With an 8-4 vote, the county commission agreed to keep a flat tax rate, a decision that resulted in a proposed budget that would close several library branches and three-fire trucks part of the Fire Department. The county has proposed to eliminate 600 positions from all of its departments.
Even though the Pinecrest Library Branch is not on the chopping block, Tiffany said the proposal to shut down other libraries still worries her.
“If it can happen in other places, it can eventually happen in Pinecrest, too,” she told the Miami Herald.

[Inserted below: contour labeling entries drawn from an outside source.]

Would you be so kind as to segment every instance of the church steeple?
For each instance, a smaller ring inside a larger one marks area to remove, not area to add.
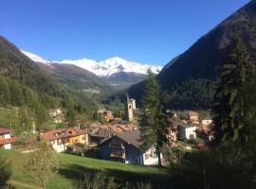
[[[133,102],[130,100],[128,94],[126,94],[124,112],[125,112],[125,119],[128,122],[132,122],[134,120],[134,109],[133,109]]]

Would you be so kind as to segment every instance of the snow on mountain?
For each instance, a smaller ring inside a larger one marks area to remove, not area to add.
[[[46,64],[46,65],[48,65],[48,66],[50,66],[50,67],[53,68],[53,66],[50,64],[51,61],[49,61],[49,60],[45,60],[44,58],[42,58],[42,57],[40,57],[40,56],[38,56],[38,55],[35,55],[35,54],[33,54],[33,53],[29,53],[29,52],[25,51],[25,50],[22,50],[22,49],[20,49],[20,50],[21,50],[21,52],[22,52],[23,54],[25,54],[27,57],[28,57],[28,58],[29,58],[30,60],[32,60],[33,61],[45,63],[45,64]]]
[[[50,64],[53,62],[46,60],[44,58],[41,58],[32,53],[28,53],[23,50],[22,52],[34,61],[40,61],[46,64]],[[78,67],[86,69],[99,77],[109,77],[112,74],[116,74],[119,72],[126,72],[126,73],[133,72],[137,74],[146,74],[149,68],[152,70],[153,73],[158,74],[162,69],[161,66],[141,64],[133,61],[128,61],[119,57],[114,57],[99,62],[88,59],[82,59],[77,60],[64,60],[62,61],[54,61],[54,63],[56,62],[73,64]]]
[[[112,74],[119,72],[146,74],[149,68],[151,68],[154,73],[157,74],[162,69],[162,67],[160,66],[140,64],[125,60],[119,57],[111,58],[100,62],[87,59],[82,59],[78,60],[62,60],[60,61],[60,63],[74,64],[79,67],[84,68],[100,77],[109,77]]]

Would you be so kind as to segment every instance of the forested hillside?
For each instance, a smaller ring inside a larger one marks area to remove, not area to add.
[[[170,107],[207,109],[211,105],[214,87],[222,63],[226,60],[235,34],[241,35],[256,62],[256,1],[236,11],[211,31],[200,38],[186,52],[171,60],[157,76],[162,88],[170,94]],[[141,98],[144,82],[128,92]]]
[[[85,98],[74,97],[57,84],[4,37],[0,37],[0,107],[19,107],[24,117],[42,124],[48,109],[68,108],[80,113],[93,108]],[[24,121],[26,122],[26,120]]]
[[[75,95],[83,95],[93,101],[101,101],[104,96],[113,93],[113,88],[101,77],[80,68],[66,63],[37,62],[40,69],[59,84],[70,89]]]

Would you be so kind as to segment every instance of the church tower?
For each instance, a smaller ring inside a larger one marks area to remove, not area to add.
[[[128,122],[132,122],[134,120],[134,108],[133,108],[133,101],[130,100],[128,94],[126,94],[124,112],[125,112],[125,119]]]

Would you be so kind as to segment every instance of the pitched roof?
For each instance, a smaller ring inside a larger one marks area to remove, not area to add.
[[[8,139],[0,139],[0,145],[7,145],[7,144],[10,144],[10,143],[15,143],[16,138],[15,137],[11,137],[11,138],[8,138]]]
[[[115,137],[115,136],[126,142],[127,144],[134,146],[135,147],[140,150],[140,146],[142,145],[142,142],[140,140],[140,131],[138,129],[130,130],[123,133],[116,133],[112,137]],[[103,140],[100,144],[100,146],[108,142],[112,137]]]
[[[0,134],[6,134],[9,132],[13,132],[13,129],[8,129],[8,128],[0,128]]]
[[[188,112],[188,114],[189,114],[190,116],[193,116],[193,115],[198,115],[198,112],[190,111],[190,112]]]
[[[188,124],[179,124],[178,125],[178,128],[196,128],[196,126],[194,126],[194,125],[188,125]]]
[[[53,129],[53,130],[45,132],[42,135],[42,138],[47,141],[53,141],[53,140],[62,139],[62,138],[70,138],[74,136],[80,136],[85,133],[87,133],[87,130],[85,129],[76,129],[74,128],[59,129]]]
[[[94,130],[90,131],[89,135],[95,137],[109,138],[114,133],[116,132],[107,129],[96,128]]]

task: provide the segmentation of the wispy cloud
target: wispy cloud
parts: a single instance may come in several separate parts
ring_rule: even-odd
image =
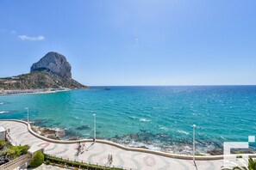
[[[28,35],[19,35],[19,38],[22,40],[30,40],[30,41],[40,41],[44,40],[45,37],[42,35],[37,36],[37,37],[29,37]]]

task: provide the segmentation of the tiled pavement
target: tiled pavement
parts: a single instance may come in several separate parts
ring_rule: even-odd
[[[86,143],[88,148],[83,154],[76,156],[76,143],[60,144],[49,143],[35,137],[28,131],[27,125],[13,121],[0,121],[0,125],[10,130],[13,144],[28,144],[32,149],[44,149],[46,154],[56,155],[69,160],[76,160],[91,163],[106,165],[108,155],[113,155],[112,166],[132,169],[177,169],[196,170],[194,162],[188,160],[179,160],[147,154],[141,152],[127,151],[108,144]],[[83,144],[83,143],[82,143]],[[222,161],[197,161],[198,170],[219,170]]]

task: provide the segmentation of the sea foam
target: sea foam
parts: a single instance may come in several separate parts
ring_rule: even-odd
[[[0,114],[8,113],[8,112],[9,112],[8,111],[1,111]]]

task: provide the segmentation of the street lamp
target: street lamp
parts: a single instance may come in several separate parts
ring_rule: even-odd
[[[195,162],[195,128],[196,124],[193,124],[193,161]]]
[[[94,117],[94,139],[93,142],[96,142],[96,114],[93,114]]]
[[[29,108],[26,107],[25,109],[27,110],[27,121],[28,121],[28,124],[29,124],[29,121],[28,121]]]

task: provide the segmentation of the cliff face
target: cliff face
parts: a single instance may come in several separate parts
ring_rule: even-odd
[[[16,76],[15,79],[0,79],[0,89],[4,90],[58,88],[59,87],[71,89],[86,88],[73,79],[61,77],[48,71],[37,71],[21,75]]]
[[[33,64],[30,73],[47,70],[62,77],[72,78],[72,66],[65,56],[57,52],[48,52],[39,62]]]
[[[28,74],[0,78],[0,90],[87,88],[72,78],[72,66],[57,52],[48,52],[30,70]]]

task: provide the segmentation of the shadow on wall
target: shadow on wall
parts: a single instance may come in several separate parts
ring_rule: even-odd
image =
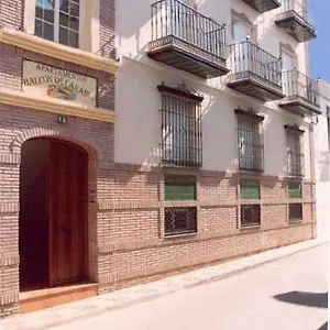
[[[289,292],[274,296],[275,299],[307,307],[328,308],[328,293]],[[322,329],[322,328],[321,328]]]

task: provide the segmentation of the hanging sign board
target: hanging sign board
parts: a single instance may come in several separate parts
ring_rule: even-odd
[[[23,59],[22,90],[96,107],[97,79],[51,65]]]

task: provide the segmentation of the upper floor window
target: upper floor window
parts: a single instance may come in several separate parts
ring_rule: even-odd
[[[79,47],[80,0],[36,0],[35,35]]]
[[[287,170],[289,175],[304,175],[302,133],[296,127],[286,125]]]
[[[239,168],[264,170],[263,117],[235,110],[238,116]]]
[[[163,165],[201,167],[201,101],[186,88],[158,86],[162,94]]]

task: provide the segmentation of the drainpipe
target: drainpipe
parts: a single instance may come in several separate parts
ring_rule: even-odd
[[[309,150],[310,150],[310,180],[311,180],[311,197],[312,200],[316,201],[316,158],[315,158],[315,125],[317,123],[317,117],[316,120],[312,119],[309,123]],[[311,238],[316,239],[317,233],[317,212],[316,212],[316,204],[314,204],[312,208],[312,224],[311,224]]]

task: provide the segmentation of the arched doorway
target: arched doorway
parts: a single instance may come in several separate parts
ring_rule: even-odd
[[[56,139],[22,145],[21,292],[85,282],[88,265],[88,154]]]

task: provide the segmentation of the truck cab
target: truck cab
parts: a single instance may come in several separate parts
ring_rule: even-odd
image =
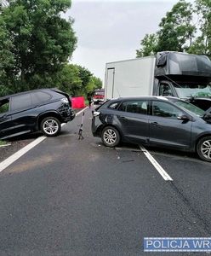
[[[211,107],[211,61],[208,56],[160,52],[153,95],[185,99],[203,110]]]

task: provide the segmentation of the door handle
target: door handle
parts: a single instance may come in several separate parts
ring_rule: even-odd
[[[159,124],[157,122],[152,122],[151,125],[153,126],[159,126]]]
[[[126,118],[124,116],[119,116],[119,119],[122,119],[122,120],[125,120]]]
[[[0,119],[5,119],[7,116],[8,116],[7,114],[4,114],[4,115],[3,115],[3,116],[0,117]]]

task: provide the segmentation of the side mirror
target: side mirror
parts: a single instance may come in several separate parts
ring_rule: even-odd
[[[180,115],[177,117],[177,119],[179,120],[182,120],[182,121],[185,121],[185,122],[188,122],[191,120],[190,117],[185,115],[185,114],[182,114],[182,115]]]

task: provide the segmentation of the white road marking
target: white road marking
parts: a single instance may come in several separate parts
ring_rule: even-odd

At the town hall, part of a series of six meetings, Gimenez told a crowd of more than 200 that 13 library branches are now on the chopping block. Prior to that, 14 facilities faced the ax but recently staff was able to save the California Club branch near Aventura. Like other libraries that may close, California Club is located in a shopping plaza, which increases its cost as the county has to pay rent. County Senior Advisor Lisa Martinez said the California Club library will be saved after a renegotiation of the lease cut rent in half.
That was not much consolation to book lovers, some of whom held signs reading ‘Libraries are the Future of our Kids’ and ‘Books Open Minds,’ and chided officials for the proposed budget cuts.
“I support literacy. I support our libraries,” said Ruth Trencher, 74-year-old retired teacher.
“If your proposed 0.297 millage rate had stayed in place as I had hoped it would, my tax bill for the year for the library would have been $7.33. I can’t buy Netflix for a month for that. You spoke of 600 jobs being lost this year. I understand that 251 library jobs are on the list, “ she continued, saying that the cuts disproportionately affect libraries.
In his response, Gimenez said that the county has four different taxing jurisdictions and money cannot be transferred from one to the other. The county library system and the Fire Department each have their own tax jurisdiction.
“We are open to suggestions. We are open to ideas. We are open to help,” Gimenez told Trencher.
“I would be delighted to help. Would you open the question back up to the commissioners again?” she asked, referring to the possibility of increasing taxes.
“I can sit here and be very popular and say yes, but I am not going to because I don’t believe we need to raise taxes,” said Gimenez, whose statement was followed by jeers from the audience.
Firefighters also spoke their mind at the town hall. Under the proposed budget, the Fire Department faces the elimination of three fire trucks.